Revised: Monday, August 25, 2014

Preventive dental visit in the past year, low-income children and adolescents, 2007–2011

Increase Desired

SOURCE: Medical Expenditure Panel Survey (MEPS), AHRQ.
NOTE: Data are for the proportion of children and adolescents aged 2–18 years whose family incomes were at or below 200% of the Poverty Threshold (PT) and who received a preventive dental service during the past year.

The proportion of children and adolescents aged 2–18 years whose family incomes were at or below 200% of the Poverty Threshold (PT) and who received a preventive dental service during the past year increased 10.3% between 2007 and 2011, from 30.2% to 33.3%, although this change was not statistically significant. The likelihood of a preventive dental visit in the past year varied by health insurance status. For example, in 2011, 36.7% of low-income children and adolescents with a private health insurance received a preventive dental service during the past year, more than three times the likelihood among low-income children and adolescents without health insurance, 12.0%.

Revised: Monday, August 25, 2014

National Snapshots Help

HEALTHY PEOPLE 2020 NATIONAL SNAPSHOTS

A User's Guide

  1. National snapshots provide a visual display of progress for selected objectives in each Healthy People 2020 Topic Area, whenever data are available.

  2. The snapshot heading describes the snapshot theme, the population to which the snapshot applies (when needed for clarification), and the data year(s). The snapshot heading is not meant to capture the full scientific scope of the objective(s) that is (are) displayed. The user can find complete technical information about the objective(s) in the Data Details.

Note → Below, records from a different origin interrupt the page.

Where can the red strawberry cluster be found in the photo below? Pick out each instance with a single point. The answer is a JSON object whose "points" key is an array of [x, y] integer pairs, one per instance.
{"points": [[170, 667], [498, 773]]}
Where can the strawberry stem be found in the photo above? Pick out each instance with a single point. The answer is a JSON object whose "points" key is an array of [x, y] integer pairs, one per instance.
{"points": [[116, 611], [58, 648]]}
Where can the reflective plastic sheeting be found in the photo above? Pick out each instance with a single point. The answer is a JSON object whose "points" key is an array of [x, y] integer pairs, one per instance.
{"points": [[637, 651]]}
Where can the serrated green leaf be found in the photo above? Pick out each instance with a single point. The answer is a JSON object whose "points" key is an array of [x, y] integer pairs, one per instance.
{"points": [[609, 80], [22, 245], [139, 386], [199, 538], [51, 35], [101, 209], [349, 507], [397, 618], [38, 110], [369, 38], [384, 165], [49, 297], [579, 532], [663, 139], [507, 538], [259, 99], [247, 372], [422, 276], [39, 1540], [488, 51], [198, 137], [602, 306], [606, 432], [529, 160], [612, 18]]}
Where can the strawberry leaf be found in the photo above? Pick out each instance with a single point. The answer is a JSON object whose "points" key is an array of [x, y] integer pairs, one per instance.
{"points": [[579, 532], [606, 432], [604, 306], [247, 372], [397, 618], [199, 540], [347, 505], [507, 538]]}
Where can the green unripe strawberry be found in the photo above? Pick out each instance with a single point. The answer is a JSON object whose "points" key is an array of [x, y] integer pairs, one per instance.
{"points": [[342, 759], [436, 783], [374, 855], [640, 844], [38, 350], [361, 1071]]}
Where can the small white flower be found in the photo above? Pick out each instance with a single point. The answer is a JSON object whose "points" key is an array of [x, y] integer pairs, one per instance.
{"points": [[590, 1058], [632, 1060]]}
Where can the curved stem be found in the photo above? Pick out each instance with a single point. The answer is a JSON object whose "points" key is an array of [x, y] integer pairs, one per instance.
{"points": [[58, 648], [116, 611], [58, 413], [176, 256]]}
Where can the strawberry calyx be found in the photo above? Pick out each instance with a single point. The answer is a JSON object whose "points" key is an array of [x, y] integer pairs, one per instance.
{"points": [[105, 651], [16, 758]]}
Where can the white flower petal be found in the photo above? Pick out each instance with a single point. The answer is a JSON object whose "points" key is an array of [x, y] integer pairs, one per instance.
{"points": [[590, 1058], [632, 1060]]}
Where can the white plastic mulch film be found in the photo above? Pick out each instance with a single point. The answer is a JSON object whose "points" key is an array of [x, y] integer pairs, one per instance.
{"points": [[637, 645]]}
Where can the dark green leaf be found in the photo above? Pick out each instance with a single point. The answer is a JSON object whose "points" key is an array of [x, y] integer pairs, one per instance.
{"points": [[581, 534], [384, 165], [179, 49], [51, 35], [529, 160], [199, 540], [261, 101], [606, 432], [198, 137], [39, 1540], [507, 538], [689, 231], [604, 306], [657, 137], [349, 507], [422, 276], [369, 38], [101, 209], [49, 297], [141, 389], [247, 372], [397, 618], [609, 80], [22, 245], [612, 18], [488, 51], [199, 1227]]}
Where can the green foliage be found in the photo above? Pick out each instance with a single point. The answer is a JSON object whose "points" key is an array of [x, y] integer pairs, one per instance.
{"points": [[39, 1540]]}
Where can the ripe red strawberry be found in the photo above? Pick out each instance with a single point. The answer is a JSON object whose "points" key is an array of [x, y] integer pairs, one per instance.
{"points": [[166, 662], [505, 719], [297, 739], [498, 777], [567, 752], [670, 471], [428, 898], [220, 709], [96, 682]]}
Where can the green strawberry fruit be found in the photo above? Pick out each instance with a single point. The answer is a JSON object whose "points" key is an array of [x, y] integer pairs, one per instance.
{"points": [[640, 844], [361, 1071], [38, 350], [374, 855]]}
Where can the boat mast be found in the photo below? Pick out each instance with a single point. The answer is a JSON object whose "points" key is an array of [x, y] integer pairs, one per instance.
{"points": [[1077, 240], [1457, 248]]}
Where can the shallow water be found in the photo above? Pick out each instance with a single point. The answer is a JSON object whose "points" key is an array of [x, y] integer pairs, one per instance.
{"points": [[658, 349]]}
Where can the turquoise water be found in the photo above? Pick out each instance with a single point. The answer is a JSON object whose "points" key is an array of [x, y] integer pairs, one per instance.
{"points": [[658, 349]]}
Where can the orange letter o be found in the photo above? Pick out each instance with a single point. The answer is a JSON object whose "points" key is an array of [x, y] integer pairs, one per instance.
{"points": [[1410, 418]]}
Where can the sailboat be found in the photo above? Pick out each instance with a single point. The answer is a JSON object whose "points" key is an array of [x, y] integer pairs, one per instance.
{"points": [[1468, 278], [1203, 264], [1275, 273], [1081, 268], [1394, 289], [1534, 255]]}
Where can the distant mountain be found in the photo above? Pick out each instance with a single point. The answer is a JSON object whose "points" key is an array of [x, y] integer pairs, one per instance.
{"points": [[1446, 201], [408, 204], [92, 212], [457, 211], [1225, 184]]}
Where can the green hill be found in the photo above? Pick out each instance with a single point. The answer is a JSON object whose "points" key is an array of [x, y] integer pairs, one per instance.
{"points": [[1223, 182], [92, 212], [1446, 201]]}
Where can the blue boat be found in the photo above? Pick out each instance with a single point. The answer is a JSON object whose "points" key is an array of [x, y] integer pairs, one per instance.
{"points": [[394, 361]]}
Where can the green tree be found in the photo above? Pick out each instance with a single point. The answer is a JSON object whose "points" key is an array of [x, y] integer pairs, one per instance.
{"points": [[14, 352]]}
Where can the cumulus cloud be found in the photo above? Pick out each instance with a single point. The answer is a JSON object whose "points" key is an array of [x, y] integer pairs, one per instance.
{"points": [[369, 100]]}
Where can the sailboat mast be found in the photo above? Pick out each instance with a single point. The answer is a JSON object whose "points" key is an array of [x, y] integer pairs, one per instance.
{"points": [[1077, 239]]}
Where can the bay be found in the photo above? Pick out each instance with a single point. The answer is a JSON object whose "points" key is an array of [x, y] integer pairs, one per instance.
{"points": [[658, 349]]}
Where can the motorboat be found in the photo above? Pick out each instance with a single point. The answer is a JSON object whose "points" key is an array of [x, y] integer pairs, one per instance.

  3. The snapshot visual display is generally one of three types: a line graph, a bar chart, or a map. 

  4. The snapshot notes and footnotes indicate any technical information about the data that the user needs to correctly interpret the visual display, together with any key data limitations (when applicable). Although the snapshots are intended to be standalone, the user should consult the objective(s) Data Details for the full range of methodology issues that may impact interpretation.

  5. The snapshot source(s) indicate the data source(s) used to create the visual display.

  6. Age-adjusted data are adjusted using the year 2000 standard population.

  7. Education and income are the primary measures of socioeconomic status in Healthy People 2020. Unless otherwise noted, income is defined as a family’s income before taxes; thus, the terms “income” and “family income” are used interchangeably in the snapshots.

  8. To facilitate comparisons among groups and over time, while adjusting for family size and for inflation, Healthy People 2020 categorizes family income using the Poverty Threshold (PT), sometimes also referred to as the Federal Poverty Level (FPL), developed by the Census Bureau. Unless otherwise overridden by considerations specific to the data system, the five categories of family income primarily used are: 

    1. Below the PT (i.e., less than 100% of the PT) 

    2. At 100%–199% of the PT 

    3. At 200%–399% of the PT 

    4. At 400%–599% of the PT 

    5. At or above 600% of the PT.

  9. A snapshot narrative paragraph highlights some key features of the visual display. The narrative text is not meant to provide an exhaustive analysis of the data displayed. For a more in-depth analysis, the user should refer to the applicable data table(s) and objective(s) Data Details.

  10. The user should keep in mind the following: 

    1. When two rates or proportions are highlighted for comparison (and measures of variability are available), the user may interpret the highlighted difference to be statistically significant at the 0.05 level, unless otherwise stated.

    2. Only selected differences are highlighted in the narrative text. Differences visible in the visual data display but not highlighted in the text still may well be statistically significant.